Uncommon Sense Investing for 2025
Today’s markets are driven by different forces, but the lessons of 2008 remain as relevant as ever. Success lies in looking beyond the obvious, understanding hidden forces, and staying ahead of market dynamics. Here are three guiding principles to help you navigate 2025 with confidence.
1. Study the Tide, Not the Boats
Capital flows—how money moves in and out of markets—are the primary driver of investment performance. Passive investing, which now represents over 50% of global long-term funds, has amplified these flows, creating sharp market swings.
Key questions to consider:
When capital flows are positive, markets rise; when money is withdrawn, markets fall. By studying these tides, you can anticipate when to get defensive or lean into opportunities. For example, in 2022 and 2023, central banks tightened monetary policy, leading to market declines. Understanding these patterns helps you position your portfolio for the future.
2. What’s the Narrative?
In today’s world, narratives drive markets. A single story can spread across the globe in hours, influencing investor sentiment and market behavior. Recognizing and forecasting these narratives is critical to staying ahead.
Take electric vehicles (EVs) as an example. Over the past decade, the narrative shifted from skepticism to widespread adoption, fueled by media coverage and corporate commitments. Investors who spotted this trend early reaped the rewards. Now, the story is evolving again, shaped by new leadership and geopolitical factors. Understanding where the narrative might go next can reveal valuable investment opportunities.
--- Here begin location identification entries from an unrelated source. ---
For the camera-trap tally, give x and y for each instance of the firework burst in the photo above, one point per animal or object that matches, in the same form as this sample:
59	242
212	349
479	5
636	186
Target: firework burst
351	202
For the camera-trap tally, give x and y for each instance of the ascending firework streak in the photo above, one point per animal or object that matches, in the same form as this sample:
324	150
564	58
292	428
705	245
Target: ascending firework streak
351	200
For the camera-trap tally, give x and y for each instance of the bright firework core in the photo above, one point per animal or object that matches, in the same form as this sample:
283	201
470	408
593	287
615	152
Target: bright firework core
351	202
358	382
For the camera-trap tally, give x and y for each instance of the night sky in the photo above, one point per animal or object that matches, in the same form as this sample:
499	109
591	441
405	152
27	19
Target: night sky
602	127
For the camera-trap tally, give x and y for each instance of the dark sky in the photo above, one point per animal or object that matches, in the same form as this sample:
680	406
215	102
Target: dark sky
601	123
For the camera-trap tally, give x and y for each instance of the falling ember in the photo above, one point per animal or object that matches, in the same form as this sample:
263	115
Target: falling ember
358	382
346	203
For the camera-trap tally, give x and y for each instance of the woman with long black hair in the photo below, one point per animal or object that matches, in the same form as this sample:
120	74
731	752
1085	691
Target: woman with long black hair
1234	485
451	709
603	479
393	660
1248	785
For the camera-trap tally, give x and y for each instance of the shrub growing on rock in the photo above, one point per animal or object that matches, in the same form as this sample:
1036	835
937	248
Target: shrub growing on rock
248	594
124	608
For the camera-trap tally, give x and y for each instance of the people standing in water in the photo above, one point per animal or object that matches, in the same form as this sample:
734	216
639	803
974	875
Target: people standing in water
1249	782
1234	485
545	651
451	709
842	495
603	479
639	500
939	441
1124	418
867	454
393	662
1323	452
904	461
3. Cui Bono? (Who Benefits?)
One of the best ways to identify opportunities is to follow the money. Ask yourself: who benefits? Powerful institutions often shape markets to their advantage, and aligning your strategy with theirs can pay off.
In early 2024, I initiated a position in Bitcoin. This wasn’t speculative hype—it was a calculated decision based on the significant investments by firms like BlackRock and Fidelity. These institutions had invested heavily in lobbying and platforming Bitcoin, making its success a priority. By understanding who stood to benefit, I aligned my strategy with theirs, turning an emerging asset class into a lucrative opportunity.
This principle extends beyond cryptocurrency. Look for investments where influential players—governments, corporations, or institutions—are actively shaping outcomes. Their involvement often signals long-term potential.
Closing Thoughts
As we enter 2025, the world of investing remains complex and ever-changing. Success lies in thinking critically through the right lens—looking beyond the surface, recognizing unseen forces, and staying ahead of shifting dynamics. By applying uncommon sense, we can navigate uncertainty together and uncover opportunities where others see challenges.